I have never been happier to bid the weekend adieu. As in, goodbye weekend…good riddance, can’t wait for Monday. You know Monday, that day we all love to hate? Well, this week, Monday is my new best friend, because it means the weekend is over. I usually look forward to those few uninterrupted days with my husband, but not this week. This week, the time we spent together was torture.
He made me help with the outdoor chores. And while I will readily admit they needed to be done, I can honestly say I wanted nothing to do with them. All things considered, I would have rather been cooking for six. Seriously, why do outdoor chores need to be completed while the sun is directly overhead, beating down like a red hot club, whipping me across every exposed surface of my body? I am pitifully unprepared for a sun outing. I have no natural defenses against the ultraviolet rays. I have light eyes and light skin, and the sun considers me fresh meat, ripe for the taking. I swear, I think the sun lets loose with a loud, “Bwahahahaha” the minute I step foot under a clear blue sky.
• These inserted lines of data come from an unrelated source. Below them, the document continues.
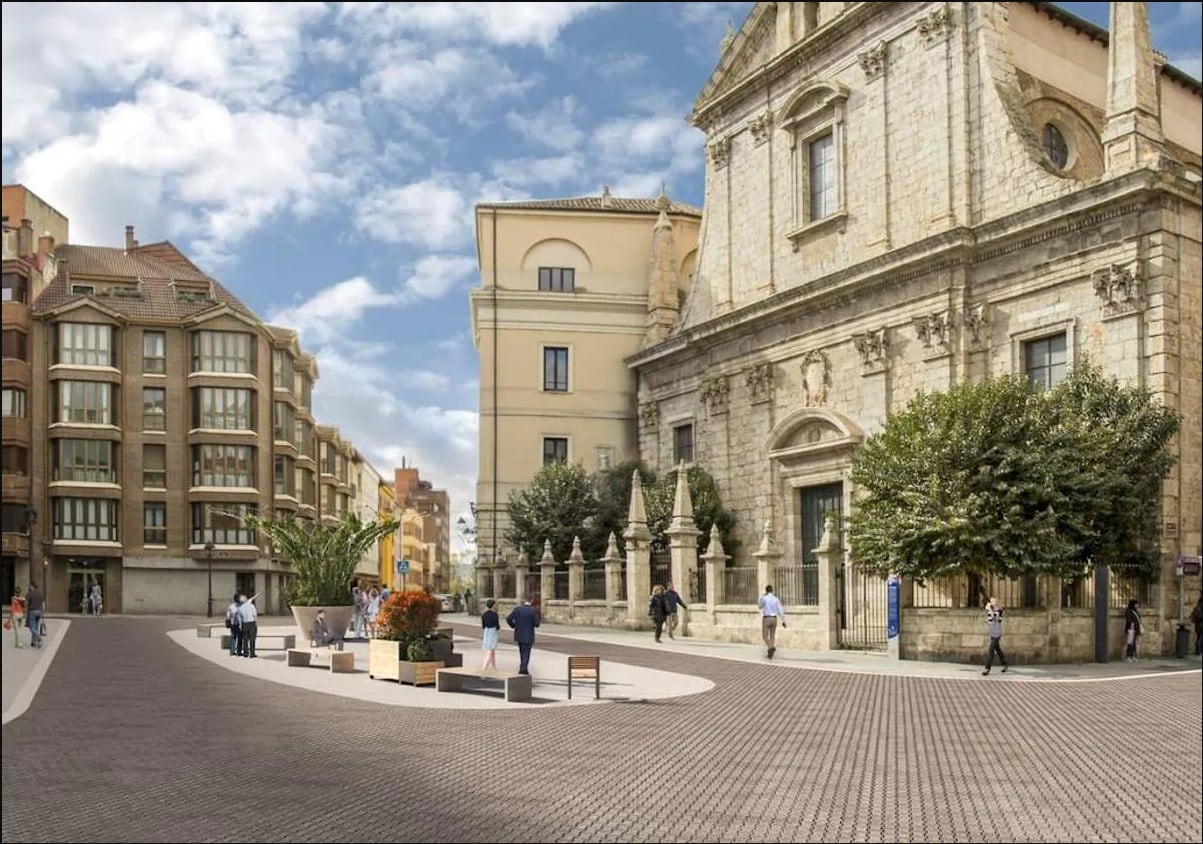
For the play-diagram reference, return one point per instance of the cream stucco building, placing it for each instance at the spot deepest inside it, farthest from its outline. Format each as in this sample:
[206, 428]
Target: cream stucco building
[905, 196]
[569, 289]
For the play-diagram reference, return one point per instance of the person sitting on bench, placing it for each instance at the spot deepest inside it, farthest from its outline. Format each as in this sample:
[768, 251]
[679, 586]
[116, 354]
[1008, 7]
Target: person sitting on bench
[320, 635]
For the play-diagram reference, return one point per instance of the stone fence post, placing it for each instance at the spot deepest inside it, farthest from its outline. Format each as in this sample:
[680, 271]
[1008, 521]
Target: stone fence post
[575, 575]
[830, 558]
[716, 562]
[546, 575]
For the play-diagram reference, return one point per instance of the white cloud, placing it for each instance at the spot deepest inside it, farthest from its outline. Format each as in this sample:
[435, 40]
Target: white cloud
[552, 126]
I am only slightly exaggerating. I have been known to get sunburned in a dark movie theater…that is how easily I burn. So what on earth was my husband thinking when he dragged me out of the house, kicking and screaming…begging to be set free to climb back into the safety of my coffin? Ok I was just kidding that time I don’t sleep in a coffin. But you get the picture, right?
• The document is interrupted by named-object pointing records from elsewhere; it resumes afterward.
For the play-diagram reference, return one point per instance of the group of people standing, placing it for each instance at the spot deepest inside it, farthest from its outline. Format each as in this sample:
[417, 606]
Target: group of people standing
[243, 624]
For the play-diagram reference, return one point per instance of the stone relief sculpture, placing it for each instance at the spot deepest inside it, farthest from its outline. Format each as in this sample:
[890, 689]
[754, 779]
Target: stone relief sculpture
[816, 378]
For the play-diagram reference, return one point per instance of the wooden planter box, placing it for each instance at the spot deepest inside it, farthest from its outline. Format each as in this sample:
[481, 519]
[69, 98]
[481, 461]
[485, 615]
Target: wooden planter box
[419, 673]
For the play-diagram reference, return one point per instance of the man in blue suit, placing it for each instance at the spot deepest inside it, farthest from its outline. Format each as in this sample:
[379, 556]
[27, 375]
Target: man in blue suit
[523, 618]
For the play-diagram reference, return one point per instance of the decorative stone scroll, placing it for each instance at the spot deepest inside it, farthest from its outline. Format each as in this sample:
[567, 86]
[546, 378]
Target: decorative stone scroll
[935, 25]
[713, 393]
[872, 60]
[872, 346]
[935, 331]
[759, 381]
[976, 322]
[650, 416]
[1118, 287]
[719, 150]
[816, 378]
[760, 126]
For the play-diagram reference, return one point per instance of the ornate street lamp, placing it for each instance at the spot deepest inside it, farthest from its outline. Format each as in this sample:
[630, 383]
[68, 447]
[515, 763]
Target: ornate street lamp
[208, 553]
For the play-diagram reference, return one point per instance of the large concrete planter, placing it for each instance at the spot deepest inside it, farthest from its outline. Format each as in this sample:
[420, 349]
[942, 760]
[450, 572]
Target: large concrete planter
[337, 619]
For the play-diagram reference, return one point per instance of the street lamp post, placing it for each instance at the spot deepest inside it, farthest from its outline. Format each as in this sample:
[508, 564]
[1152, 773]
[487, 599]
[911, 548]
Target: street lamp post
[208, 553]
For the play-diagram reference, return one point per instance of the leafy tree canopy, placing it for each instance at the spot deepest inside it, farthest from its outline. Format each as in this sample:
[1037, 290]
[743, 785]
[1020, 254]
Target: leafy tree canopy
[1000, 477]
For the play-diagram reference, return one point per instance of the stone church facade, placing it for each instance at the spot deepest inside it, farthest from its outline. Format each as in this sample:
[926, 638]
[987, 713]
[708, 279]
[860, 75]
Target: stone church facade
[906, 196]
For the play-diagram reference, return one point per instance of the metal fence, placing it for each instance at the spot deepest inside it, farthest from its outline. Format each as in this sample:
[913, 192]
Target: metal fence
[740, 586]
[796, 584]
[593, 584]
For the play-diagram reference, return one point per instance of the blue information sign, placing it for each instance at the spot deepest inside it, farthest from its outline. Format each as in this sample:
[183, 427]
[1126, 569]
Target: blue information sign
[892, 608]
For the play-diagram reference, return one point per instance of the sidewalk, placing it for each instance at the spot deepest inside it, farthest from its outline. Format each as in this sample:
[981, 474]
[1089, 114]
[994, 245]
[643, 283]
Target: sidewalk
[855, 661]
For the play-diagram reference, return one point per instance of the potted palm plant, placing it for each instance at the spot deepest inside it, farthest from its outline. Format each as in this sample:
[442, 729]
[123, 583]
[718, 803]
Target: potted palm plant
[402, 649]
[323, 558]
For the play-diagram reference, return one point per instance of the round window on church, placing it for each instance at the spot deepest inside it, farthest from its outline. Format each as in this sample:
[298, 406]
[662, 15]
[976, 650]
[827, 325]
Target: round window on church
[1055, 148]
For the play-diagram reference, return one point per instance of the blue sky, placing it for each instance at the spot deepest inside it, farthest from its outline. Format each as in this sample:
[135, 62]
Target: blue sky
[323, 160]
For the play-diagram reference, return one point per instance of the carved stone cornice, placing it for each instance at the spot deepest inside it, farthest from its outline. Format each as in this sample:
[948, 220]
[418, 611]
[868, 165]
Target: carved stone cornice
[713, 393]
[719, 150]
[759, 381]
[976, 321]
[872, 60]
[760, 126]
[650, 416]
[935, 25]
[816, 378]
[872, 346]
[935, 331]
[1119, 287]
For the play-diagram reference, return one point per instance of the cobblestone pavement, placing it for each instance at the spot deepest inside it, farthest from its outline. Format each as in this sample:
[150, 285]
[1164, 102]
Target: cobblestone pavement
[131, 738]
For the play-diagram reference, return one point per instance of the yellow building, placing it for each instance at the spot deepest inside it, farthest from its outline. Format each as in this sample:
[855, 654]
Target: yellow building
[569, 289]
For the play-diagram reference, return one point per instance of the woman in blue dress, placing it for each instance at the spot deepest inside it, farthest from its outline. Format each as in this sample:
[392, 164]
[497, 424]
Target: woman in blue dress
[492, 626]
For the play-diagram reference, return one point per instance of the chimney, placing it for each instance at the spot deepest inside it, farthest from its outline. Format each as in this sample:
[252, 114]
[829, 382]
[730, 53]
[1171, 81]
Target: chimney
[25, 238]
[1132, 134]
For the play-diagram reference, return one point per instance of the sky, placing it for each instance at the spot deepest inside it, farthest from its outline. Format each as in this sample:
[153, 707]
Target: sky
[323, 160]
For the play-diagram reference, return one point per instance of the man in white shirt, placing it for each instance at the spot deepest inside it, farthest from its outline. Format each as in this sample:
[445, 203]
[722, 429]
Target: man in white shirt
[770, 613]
And ok, so I wasn’t gracious about it. I whined about the heat, complained about my skin igniting under a cloudless sky, cried about my need for cold water and air conditioning. I apparently whimpered over and over again that I would die if I had to stay outside another minute. Even my son looked me in the face and said, “Mom, you won’t die…get a grip. It’s just daylight.”
I didn’t die, but I think I may have come really close.
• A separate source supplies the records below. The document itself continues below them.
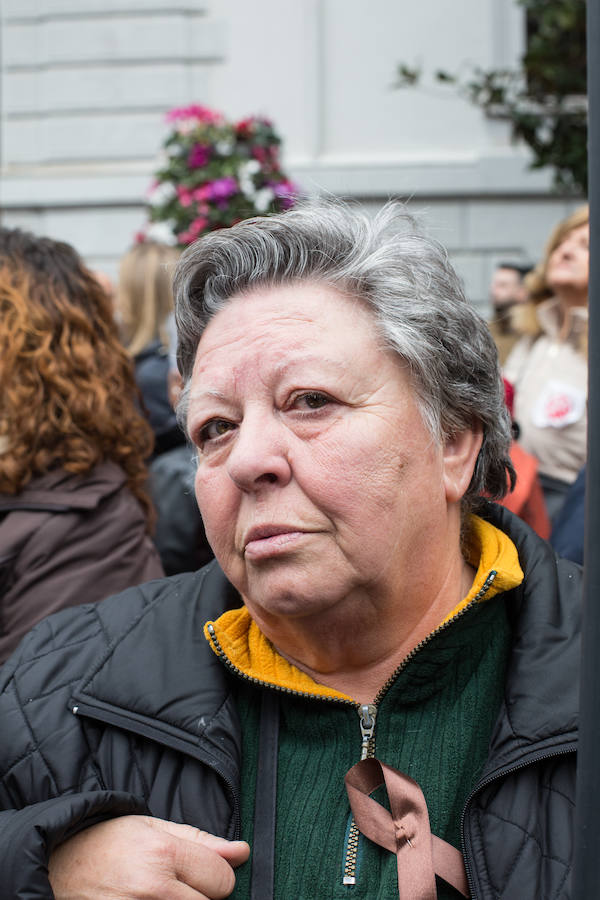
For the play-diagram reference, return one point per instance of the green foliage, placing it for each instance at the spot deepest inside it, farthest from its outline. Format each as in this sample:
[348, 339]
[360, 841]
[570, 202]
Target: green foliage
[545, 99]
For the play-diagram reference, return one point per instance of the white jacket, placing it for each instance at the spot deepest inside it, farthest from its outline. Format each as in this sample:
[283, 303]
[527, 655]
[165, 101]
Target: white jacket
[549, 375]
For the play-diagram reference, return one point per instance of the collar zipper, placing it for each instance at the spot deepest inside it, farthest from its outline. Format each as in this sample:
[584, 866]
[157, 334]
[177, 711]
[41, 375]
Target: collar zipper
[367, 712]
[368, 715]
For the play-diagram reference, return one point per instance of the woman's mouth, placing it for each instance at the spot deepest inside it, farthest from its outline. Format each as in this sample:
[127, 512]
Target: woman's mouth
[267, 541]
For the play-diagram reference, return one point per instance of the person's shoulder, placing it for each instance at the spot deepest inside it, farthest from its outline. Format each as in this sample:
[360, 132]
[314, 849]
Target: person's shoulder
[64, 645]
[77, 635]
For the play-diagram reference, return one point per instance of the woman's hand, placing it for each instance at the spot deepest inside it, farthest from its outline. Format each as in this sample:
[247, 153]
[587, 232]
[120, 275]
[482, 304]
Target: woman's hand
[141, 857]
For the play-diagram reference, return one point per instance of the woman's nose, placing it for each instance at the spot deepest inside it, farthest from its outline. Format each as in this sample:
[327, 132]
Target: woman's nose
[259, 456]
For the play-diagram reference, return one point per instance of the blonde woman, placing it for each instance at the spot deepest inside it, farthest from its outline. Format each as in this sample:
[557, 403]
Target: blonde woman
[548, 366]
[144, 305]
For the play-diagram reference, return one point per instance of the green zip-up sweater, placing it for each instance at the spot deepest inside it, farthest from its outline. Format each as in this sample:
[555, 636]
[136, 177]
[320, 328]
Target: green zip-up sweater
[433, 723]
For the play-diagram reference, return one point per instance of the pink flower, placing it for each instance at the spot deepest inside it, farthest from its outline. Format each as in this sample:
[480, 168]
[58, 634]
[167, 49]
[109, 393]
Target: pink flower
[219, 189]
[195, 229]
[194, 111]
[199, 156]
[184, 195]
[204, 192]
[223, 188]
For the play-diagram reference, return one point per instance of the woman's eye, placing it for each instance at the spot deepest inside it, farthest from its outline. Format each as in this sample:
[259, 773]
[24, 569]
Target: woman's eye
[313, 399]
[214, 429]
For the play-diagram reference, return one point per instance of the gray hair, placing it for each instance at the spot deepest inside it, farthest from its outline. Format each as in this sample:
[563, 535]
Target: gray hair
[403, 277]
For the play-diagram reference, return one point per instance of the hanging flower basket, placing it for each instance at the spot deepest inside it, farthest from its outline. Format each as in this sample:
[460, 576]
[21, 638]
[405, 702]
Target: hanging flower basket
[214, 173]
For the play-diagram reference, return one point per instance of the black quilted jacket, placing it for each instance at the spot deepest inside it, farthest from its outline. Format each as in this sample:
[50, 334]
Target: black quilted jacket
[122, 708]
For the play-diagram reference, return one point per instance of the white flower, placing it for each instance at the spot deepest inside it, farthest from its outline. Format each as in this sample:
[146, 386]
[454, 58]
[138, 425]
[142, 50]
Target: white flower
[162, 232]
[162, 193]
[263, 198]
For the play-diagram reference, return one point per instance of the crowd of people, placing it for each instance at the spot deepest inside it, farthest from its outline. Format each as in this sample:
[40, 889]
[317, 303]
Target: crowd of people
[310, 398]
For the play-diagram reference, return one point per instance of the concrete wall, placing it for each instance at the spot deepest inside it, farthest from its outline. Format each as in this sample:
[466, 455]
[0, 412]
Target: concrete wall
[85, 84]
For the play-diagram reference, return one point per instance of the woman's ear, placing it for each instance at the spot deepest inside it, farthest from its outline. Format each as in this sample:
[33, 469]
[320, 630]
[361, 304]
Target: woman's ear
[460, 455]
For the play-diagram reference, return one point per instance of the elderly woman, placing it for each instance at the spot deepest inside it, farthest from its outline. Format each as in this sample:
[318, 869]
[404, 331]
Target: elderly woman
[368, 618]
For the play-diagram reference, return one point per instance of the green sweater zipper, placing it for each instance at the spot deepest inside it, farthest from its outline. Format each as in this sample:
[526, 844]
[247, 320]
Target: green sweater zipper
[461, 665]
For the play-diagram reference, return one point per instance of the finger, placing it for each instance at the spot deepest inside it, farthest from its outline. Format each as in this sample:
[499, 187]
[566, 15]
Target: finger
[203, 869]
[235, 852]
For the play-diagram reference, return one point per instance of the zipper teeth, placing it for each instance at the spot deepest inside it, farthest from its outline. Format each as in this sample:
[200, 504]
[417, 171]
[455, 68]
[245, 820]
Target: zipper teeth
[501, 773]
[354, 834]
[478, 596]
[352, 843]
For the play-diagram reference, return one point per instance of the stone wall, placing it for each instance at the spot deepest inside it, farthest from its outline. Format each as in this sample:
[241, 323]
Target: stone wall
[85, 85]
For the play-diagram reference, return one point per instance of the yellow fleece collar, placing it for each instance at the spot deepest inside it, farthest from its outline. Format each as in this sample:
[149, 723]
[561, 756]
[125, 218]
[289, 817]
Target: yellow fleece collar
[236, 635]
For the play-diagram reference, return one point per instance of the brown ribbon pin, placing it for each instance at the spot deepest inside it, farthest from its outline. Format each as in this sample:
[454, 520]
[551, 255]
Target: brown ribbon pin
[405, 831]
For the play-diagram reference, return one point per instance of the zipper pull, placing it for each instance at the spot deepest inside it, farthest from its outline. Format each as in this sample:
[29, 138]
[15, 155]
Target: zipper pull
[367, 714]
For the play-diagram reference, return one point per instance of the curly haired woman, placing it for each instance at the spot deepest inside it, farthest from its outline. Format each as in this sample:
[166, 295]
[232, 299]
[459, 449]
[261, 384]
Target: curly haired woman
[74, 511]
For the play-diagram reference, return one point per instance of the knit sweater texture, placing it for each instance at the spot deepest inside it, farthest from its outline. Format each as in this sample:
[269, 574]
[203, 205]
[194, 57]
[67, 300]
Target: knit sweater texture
[433, 723]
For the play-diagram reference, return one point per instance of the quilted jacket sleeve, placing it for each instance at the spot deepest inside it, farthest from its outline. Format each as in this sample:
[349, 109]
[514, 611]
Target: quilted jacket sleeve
[50, 787]
[28, 836]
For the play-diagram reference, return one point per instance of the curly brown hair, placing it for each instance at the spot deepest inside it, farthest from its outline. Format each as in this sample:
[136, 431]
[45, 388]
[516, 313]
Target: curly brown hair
[67, 384]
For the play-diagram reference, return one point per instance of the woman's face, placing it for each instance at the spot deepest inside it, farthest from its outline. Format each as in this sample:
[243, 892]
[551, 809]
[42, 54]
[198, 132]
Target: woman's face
[568, 265]
[317, 479]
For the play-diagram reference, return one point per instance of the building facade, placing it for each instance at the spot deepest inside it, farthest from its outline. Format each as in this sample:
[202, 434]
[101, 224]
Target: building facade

And when my husband discovered I wasn’t sweating, because despite popular opinion I don’t really sweat (which is apparently really bad), he was actually a little worried and sent me inside for water and shade. I imagined him comparing me to some delicate flower, but to my surprise he told me I wasn’t dainty, or prissy, or any other such adjectives. I guess I’m just a northern girl…and northern girls have no business out in that hot southern sun.
Or maybe I’ve watched a just few too many vampire movies.